N 44.14309°, E 02.63718°
We started the day well with sightings of two short-toed eagles and what I think was a Montague's harrier. These were near our camp at the top of the Tarn Gorge and seeing them had us reconsidering our plans for the day.
We had intended just bumbling vaguely northward towards home but the raptors seemed like a sign. Nine years ago we were rushing back home from a trip to northern Spain and we passed through an area down towards the Pyrenees that was just teeming with birds of prey. We always said we'd spend a bit of time there at some point and had no excuses so we turned the truck south.
Well, you win some and you lose some. Nearly three hours driving took us bang into the hot spot and... nothing. I have no idea why but the area produced only the odd buzzard and kestrel.
Still, the landscapes around this part of France (not far from Carcassonne) are really beautiful and the D roads virtually empty. It was a pleasure to burble along at 30mph just drinking it all in.
As we drew a line under the raptor quest and started to head north we passed through a pretty unusual landscape that went on for about 30 miles or so characterised by bright red soils. The houses were clearly built in local stone as they too took on the same hue. It was redolent of the bright red soils of outback Australia. Unusual and pretty.
France does throw up massive diversity in so many ways, not least with its landscapes.
The truck's done everything asked of it so far and has happily kept climbing tough old inclines in 30°C plus temperatures. It's been down some pretty dodgy tracks and clambered over a few humps and hollows. After scraping through the gorge yesterday we thought the worst was over but the biggest test was yet to come.

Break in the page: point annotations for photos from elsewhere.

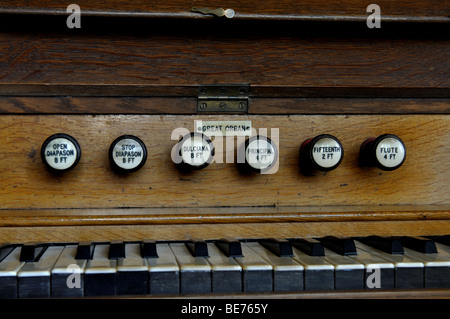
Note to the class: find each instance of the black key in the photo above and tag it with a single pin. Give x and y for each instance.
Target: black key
(34, 277)
(116, 250)
(195, 272)
(31, 252)
(84, 251)
(5, 250)
(164, 272)
(132, 276)
(230, 247)
(9, 267)
(67, 279)
(309, 247)
(445, 239)
(281, 248)
(422, 245)
(100, 273)
(226, 273)
(148, 249)
(198, 248)
(342, 246)
(388, 245)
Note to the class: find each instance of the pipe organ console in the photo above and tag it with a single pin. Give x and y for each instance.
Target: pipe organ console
(283, 148)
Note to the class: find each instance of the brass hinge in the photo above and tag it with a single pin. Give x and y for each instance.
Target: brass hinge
(223, 99)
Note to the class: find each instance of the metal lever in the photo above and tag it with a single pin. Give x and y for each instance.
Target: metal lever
(219, 12)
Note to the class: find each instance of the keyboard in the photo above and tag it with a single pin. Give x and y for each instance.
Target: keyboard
(223, 266)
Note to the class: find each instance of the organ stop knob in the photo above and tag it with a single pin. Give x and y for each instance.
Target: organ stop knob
(127, 154)
(261, 154)
(60, 152)
(196, 151)
(323, 152)
(387, 152)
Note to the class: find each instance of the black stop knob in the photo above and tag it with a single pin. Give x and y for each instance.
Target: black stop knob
(194, 151)
(127, 154)
(387, 152)
(323, 152)
(60, 152)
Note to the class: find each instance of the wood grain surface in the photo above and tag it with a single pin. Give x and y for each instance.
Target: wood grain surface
(26, 184)
(403, 10)
(173, 60)
(188, 105)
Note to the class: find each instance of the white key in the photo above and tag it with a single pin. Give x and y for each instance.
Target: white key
(67, 262)
(186, 261)
(133, 260)
(287, 272)
(311, 262)
(369, 260)
(10, 266)
(195, 272)
(251, 261)
(257, 272)
(44, 266)
(220, 262)
(164, 271)
(318, 273)
(277, 263)
(100, 264)
(166, 261)
(402, 261)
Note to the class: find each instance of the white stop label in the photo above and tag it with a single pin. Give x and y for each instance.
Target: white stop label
(390, 152)
(60, 153)
(326, 152)
(128, 154)
(260, 154)
(196, 150)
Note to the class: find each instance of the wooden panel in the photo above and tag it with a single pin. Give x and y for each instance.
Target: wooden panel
(217, 231)
(155, 105)
(219, 215)
(409, 10)
(422, 180)
(105, 62)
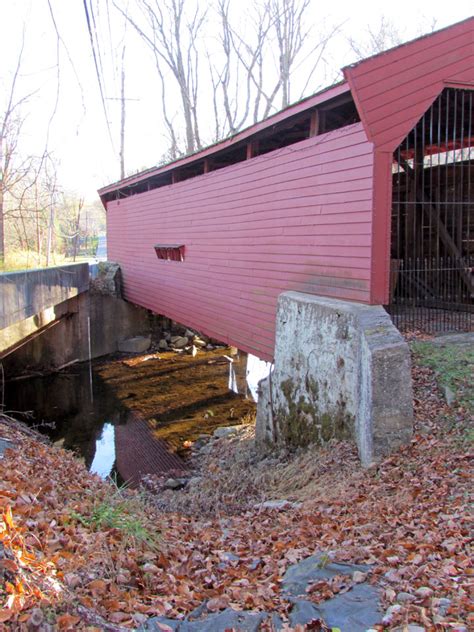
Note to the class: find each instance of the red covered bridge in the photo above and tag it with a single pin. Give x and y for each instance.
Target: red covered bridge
(334, 196)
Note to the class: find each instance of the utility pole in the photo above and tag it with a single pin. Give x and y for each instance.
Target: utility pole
(122, 100)
(122, 118)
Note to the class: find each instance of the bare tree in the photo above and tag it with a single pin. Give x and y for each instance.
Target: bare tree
(283, 26)
(10, 127)
(171, 34)
(383, 35)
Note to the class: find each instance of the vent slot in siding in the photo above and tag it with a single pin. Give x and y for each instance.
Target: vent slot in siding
(170, 252)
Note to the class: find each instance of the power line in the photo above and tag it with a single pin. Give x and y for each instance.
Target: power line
(91, 37)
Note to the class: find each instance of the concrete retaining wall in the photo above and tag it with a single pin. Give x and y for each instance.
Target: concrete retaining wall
(342, 370)
(30, 292)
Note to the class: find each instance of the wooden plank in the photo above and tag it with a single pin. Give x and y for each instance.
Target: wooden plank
(443, 232)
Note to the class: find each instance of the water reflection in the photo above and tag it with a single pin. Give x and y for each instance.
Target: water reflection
(123, 425)
(104, 458)
(256, 370)
(112, 440)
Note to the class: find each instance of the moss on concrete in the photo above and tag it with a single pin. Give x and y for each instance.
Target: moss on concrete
(300, 422)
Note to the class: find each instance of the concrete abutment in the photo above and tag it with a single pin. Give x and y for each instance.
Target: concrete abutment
(341, 371)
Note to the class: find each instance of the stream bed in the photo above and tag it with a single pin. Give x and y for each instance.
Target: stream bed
(131, 416)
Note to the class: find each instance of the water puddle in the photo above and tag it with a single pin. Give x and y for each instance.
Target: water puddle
(139, 415)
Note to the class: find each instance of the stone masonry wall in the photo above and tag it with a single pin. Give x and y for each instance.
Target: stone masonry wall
(341, 371)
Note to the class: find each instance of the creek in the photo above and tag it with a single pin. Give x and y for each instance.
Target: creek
(126, 417)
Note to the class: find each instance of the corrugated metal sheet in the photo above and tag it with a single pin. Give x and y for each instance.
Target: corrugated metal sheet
(393, 90)
(297, 218)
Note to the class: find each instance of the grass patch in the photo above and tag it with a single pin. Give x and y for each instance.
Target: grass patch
(124, 511)
(453, 366)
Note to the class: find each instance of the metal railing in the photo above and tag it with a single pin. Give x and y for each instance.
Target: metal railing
(432, 294)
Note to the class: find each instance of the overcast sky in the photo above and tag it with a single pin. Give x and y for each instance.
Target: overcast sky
(65, 108)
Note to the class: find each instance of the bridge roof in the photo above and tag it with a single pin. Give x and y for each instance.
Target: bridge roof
(296, 108)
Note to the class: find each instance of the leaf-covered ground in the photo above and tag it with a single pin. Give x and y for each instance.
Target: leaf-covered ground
(78, 554)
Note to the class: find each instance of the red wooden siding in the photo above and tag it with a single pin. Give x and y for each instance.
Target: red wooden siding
(394, 89)
(298, 218)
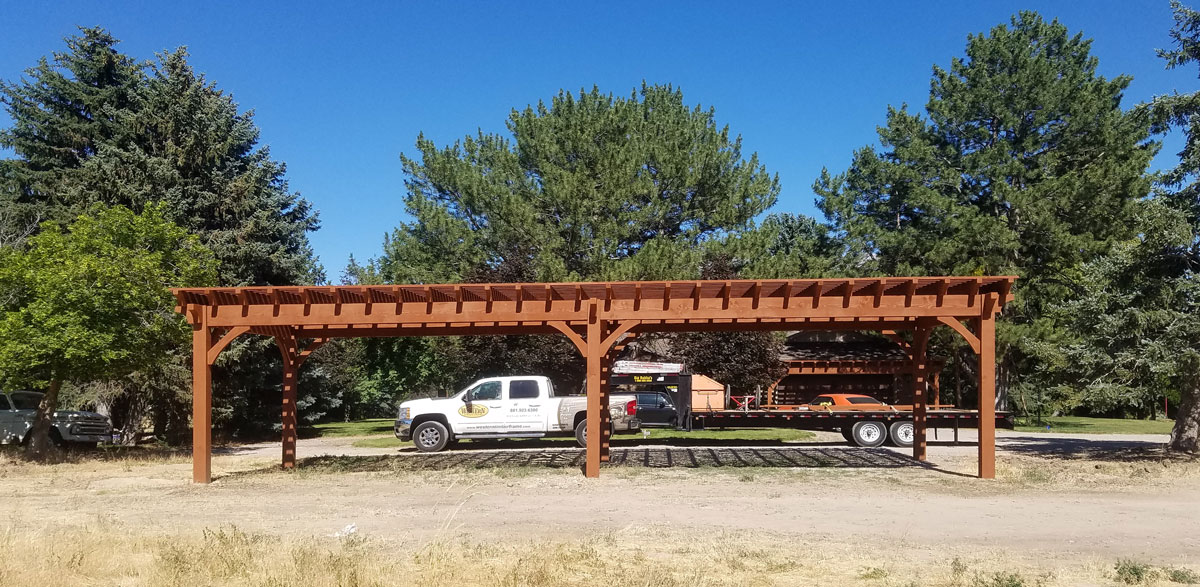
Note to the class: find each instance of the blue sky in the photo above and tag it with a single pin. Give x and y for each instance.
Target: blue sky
(341, 89)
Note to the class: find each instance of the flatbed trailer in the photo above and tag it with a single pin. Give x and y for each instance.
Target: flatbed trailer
(865, 427)
(834, 419)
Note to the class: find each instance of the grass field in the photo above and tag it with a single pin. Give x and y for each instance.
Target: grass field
(1098, 425)
(106, 555)
(724, 436)
(358, 427)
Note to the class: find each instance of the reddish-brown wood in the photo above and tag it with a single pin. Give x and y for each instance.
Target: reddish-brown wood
(202, 400)
(987, 329)
(593, 316)
(919, 415)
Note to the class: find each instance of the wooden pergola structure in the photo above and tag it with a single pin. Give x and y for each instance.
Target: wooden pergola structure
(598, 318)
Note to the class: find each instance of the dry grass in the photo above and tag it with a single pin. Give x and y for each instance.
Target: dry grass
(103, 459)
(102, 553)
(1132, 471)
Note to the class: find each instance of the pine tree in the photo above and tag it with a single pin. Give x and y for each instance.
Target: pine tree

Right at the top of a hill on a very narrow D road we came upon a tight village with a couple of crooked farm buildings that leaned into the road from both sides. It looked like an improbable gap, especially at roof level where they encroached the most.
Reversing down the narrow and tricky hill was my immediate thought but a tractor towing a trailer had appeared behind us in that way that such things do in times of crisis. Mirrors folded in, Emma jumped out, went to the front and at about half a mile an hour I gingerly headed for the gap. Her face and frantically waving hands said it all but in spite of my intuition we made it though. The tractor driver couldn't quite fathom it, we were clearly very, very lucky. When we'd calmed down a bit I asked Emma how much gap we'd had on either side of the roof: she held up her fingers and thumbs indicating about 5mm either side.
In truth it was closer to 10mm...
Tomorrow we are going to drive on some motorways.